Solo un autor como Bradbury es capaz de convertir el horror en poesía.Porque la situación con la que comienza el cuento no puede ser más extrema. La explosión de una nave espacial dispersa a sus tripulantes por el espacio hacia una muerte segura. Pero no inmediata. Todos son conscientes de que van a morir. Unos estrellándose contra la Tierra, otros contra el Sol… Aunque sus cuerpos se irán distanciando, durante un tiempo permanecerán conectados por radio. Y, mientras esperan la muerte cayendo por el espacio dentro de sus trajes espaciales, se comunicarán entre sí a través de unos diálogos espléndidos.
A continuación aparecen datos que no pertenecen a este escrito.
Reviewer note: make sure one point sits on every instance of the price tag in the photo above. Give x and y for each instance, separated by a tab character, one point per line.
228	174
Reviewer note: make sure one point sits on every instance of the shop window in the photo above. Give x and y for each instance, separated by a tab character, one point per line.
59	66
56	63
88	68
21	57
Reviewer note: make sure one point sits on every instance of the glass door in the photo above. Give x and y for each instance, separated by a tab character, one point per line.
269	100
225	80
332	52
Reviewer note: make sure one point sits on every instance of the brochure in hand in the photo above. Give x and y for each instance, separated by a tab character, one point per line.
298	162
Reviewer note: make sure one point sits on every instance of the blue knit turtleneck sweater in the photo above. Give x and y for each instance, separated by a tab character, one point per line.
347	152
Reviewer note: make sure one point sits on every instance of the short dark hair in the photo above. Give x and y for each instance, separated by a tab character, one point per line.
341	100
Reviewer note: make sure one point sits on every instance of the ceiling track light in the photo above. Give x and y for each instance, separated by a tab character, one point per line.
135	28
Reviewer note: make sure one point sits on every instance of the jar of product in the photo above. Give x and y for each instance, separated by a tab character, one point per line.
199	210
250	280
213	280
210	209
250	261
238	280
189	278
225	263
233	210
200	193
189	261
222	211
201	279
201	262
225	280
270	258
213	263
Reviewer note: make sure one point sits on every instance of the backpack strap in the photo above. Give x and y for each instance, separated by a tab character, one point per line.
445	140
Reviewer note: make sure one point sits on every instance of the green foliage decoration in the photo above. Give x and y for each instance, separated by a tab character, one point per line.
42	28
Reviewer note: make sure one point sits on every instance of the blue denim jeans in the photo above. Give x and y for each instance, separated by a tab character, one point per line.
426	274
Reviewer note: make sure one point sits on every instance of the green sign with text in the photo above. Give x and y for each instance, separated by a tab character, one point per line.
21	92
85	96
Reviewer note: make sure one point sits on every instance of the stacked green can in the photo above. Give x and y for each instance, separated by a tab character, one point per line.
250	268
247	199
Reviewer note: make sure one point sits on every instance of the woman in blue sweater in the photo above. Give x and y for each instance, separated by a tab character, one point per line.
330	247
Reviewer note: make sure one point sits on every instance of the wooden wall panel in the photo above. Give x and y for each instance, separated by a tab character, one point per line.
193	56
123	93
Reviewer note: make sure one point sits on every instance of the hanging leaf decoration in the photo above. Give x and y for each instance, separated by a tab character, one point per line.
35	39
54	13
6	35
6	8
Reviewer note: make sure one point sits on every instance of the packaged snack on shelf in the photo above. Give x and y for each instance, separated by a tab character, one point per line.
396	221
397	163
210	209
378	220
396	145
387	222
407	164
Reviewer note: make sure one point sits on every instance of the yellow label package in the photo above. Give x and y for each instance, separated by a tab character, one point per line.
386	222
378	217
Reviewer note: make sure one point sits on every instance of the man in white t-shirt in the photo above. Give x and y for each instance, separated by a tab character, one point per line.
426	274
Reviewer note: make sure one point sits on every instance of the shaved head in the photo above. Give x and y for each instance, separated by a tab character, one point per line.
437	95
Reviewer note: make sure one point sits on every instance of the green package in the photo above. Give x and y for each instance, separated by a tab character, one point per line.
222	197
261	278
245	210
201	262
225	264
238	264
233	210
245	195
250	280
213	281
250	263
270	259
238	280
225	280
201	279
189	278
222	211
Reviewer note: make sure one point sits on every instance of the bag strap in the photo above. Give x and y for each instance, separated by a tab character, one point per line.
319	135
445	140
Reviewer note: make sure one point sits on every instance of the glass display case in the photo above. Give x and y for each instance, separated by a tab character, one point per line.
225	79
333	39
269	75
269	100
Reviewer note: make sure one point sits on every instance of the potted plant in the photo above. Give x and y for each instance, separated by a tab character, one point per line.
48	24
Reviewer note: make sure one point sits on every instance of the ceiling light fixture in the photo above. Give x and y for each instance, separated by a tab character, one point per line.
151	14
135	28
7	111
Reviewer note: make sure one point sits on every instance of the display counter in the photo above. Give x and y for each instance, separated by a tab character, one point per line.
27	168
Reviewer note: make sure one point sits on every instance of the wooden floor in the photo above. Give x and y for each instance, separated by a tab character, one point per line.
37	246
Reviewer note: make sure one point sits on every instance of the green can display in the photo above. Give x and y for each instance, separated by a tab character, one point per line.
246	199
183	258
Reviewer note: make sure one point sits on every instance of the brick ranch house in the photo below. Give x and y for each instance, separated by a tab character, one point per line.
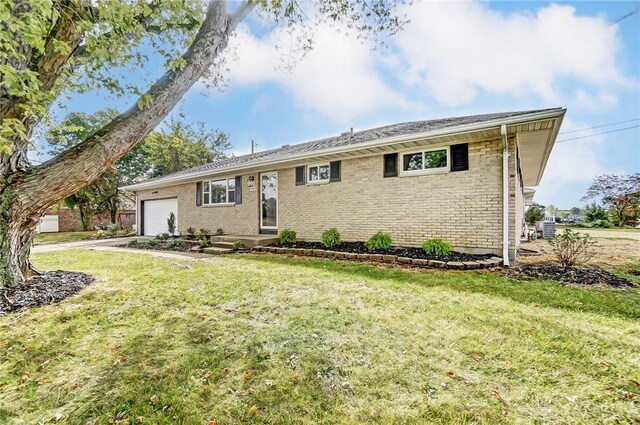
462	179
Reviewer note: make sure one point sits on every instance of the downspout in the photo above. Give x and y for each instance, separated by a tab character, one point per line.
505	195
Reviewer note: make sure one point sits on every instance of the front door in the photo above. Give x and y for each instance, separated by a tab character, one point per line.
269	200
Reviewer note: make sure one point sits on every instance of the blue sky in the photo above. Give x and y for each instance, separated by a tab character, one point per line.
454	58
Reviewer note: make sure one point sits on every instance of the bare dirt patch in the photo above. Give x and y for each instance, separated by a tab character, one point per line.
609	253
48	288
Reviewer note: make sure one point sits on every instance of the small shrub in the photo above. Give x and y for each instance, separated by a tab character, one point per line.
111	229
176	243
331	238
379	242
171	223
571	248
163	236
436	246
287	236
602	223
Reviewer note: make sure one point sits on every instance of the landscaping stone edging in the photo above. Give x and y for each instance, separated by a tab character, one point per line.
379	258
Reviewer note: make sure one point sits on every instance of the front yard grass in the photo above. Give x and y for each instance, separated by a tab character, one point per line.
62	237
265	339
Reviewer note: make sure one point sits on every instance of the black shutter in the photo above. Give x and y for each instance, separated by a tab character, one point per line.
390	165
299	176
460	157
198	194
334	171
238	190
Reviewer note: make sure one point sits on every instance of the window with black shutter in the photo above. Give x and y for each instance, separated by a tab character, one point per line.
460	157
390	168
198	194
335	171
299	176
238	190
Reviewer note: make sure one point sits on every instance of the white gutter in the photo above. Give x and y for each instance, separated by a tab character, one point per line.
505	195
451	131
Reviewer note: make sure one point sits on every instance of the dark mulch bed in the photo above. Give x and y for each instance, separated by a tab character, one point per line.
158	247
48	288
593	276
360	248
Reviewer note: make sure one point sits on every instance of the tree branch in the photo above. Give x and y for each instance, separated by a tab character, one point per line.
78	166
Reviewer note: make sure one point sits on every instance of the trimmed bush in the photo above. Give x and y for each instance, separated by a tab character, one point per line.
287	236
331	238
436	246
379	242
571	248
171	223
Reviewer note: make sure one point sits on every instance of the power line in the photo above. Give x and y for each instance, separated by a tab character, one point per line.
598	134
599	126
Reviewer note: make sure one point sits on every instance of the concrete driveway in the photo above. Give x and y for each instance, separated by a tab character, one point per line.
112	245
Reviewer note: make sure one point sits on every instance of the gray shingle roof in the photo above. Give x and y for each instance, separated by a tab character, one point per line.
358	137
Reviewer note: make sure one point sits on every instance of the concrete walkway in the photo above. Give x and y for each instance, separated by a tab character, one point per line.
111	245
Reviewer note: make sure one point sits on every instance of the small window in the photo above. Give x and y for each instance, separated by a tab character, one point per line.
426	161
318	173
219	192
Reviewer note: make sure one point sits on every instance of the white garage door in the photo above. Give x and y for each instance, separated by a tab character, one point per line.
156	214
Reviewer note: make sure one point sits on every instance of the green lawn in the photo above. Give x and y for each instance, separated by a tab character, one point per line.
46	238
611	233
264	339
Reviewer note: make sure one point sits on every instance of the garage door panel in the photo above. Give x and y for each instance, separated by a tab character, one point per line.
156	213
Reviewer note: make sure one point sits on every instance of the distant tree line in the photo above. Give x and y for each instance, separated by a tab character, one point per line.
619	204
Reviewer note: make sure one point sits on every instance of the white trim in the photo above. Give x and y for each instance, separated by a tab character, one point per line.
216	204
451	131
439	170
318	165
260	201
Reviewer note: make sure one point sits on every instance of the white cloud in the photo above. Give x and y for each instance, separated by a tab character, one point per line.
455	51
337	79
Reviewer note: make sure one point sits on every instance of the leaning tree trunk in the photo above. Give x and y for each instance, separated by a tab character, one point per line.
26	193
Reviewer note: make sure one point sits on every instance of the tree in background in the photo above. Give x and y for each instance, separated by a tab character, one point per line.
534	213
55	47
182	146
575	212
594	212
552	210
620	194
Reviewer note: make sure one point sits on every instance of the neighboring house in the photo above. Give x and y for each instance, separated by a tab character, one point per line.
65	219
461	179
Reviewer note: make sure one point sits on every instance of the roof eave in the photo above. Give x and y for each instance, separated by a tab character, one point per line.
554	113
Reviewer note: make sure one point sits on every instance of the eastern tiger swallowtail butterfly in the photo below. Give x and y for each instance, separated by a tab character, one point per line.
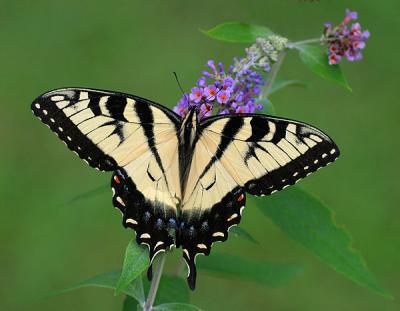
182	182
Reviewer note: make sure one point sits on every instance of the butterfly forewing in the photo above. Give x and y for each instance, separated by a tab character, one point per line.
143	143
131	136
244	153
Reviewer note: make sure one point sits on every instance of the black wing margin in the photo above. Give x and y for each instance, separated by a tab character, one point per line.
84	118
272	153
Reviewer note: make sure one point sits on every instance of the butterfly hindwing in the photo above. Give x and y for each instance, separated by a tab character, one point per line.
135	138
266	154
243	153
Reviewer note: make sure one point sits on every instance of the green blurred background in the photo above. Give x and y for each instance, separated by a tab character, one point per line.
134	46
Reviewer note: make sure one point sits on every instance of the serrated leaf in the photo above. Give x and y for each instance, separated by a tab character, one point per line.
170	289
107	280
135	262
242	233
317	61
237	32
310	223
268	109
277	85
263	272
130	304
176	307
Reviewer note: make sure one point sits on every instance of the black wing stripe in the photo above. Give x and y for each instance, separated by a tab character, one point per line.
145	115
229	131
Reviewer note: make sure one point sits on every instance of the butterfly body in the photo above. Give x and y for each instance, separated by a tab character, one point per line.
182	182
En ellos Bradbury se muestra como un gran conocedor del alma humana. Y es que la proximidad de la muerte, por sí misma, no dignifica al hombre. Al contrario, lo vuelve mezquino, hace que pierda el control, que se desespere. Para el autor el hombre es grandioso a pesar de sus miserias, o precisamente por ellas. Por su capacidad para sobreponerse y distinguir “la voz de Dios confundiéndose entre los resplandores cristalinos de las grandes joyas del espacio”.
Todo tiene su poesía
Bradbury nos enseña que son ciertos pensamientos los que desgarran a Hollis, el protagonista, al hombre en general. Mucho más que las vicisitudes de la vida o los meteoritos, que lo despedazan poco a poco. (Primero le cortaron una mano, luego un pie… la sangre se le escapaba a chorros). Pensamientos como el deseo de compensar una vida terrible y vacía, de reparar la mezquindad de tantos años haciendo algo válido. Algo que lo convirtiera en un hombre diferente, pleno.
En este cuento Bradbury nos enfrenta a la necesidad del hombre de dar un sentido a su vida. Y lo hace con el lirismo de una prosa de gran belleza. Pues, como él mismo afirma en el cuento: todo tiene su poesía. Los astronautas que esperan la muerte diseminados en el mar oscuro del espacio, como niños perdidos en una noche fría. Stimson, que no participa en la conversación y se encierra en sí mismo como una almeja haciendo una perla. O el buen amigo de Hollis, Stone, acompañando para siempre al enjambre de diamantes y zafiros del grupo de meteoritos de Mirmidón. Como los restos del calidoscopio de un niño, piezas que en su día formaron algo coherente y que ahora se esparcen en el espacio.